Disease ravaging Pygmies
2004-05-05 20:05
Paris - Pygmies holed up in remote forests in the Republic of Congo are being ravaged by a "flesh-eating disease" that could be prevented just by washing with soap and water, New Scientist reports in next Saturday's issue.
A team of UN health workers, making the arduous trip to the Likouala region in March, found that as many as half of the 6 000 local Pygmies there, a community known as the Babenga, have the disease, it says.
The ailment, known as bush yaws or pian, develops when a highly contagious germ, Treponema pertenue, infects cuts and grazes, causing lesions that can destroy skin and bone.
It seldom kills directly but can so disfigure its victims that they often hide themselves away out of shame.
Bush yaws has been wiped out in most tropical countries but remains a problem in areas where people are too poor to afford soap.

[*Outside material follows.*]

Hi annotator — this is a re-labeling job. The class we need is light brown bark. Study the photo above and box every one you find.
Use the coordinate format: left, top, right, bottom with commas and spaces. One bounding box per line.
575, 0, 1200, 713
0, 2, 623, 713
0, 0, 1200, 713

It can be cured by a single shot of penicillin.
Even so, the team, organised by the UN Children's Fund Unicef, was only able to treat 135 people before funds ran out, the British weekly says. It hopes to stage another mission to the area in June.
The estimated several hundred thousand Pygmies that remain in western and central Africa have already been badly hit by civil wars, unrest and logging, driving them out of their traditional homes in the forest.
"Many now live on the outskirts of non-pygmy villages, often in conditions of slavery," New Scientist notes.
In the neighbouring Democratic of Congo, the state prosecutor unveiled a probe in January into allegations that Pygmies in the northeast of the country were being killed and eaten.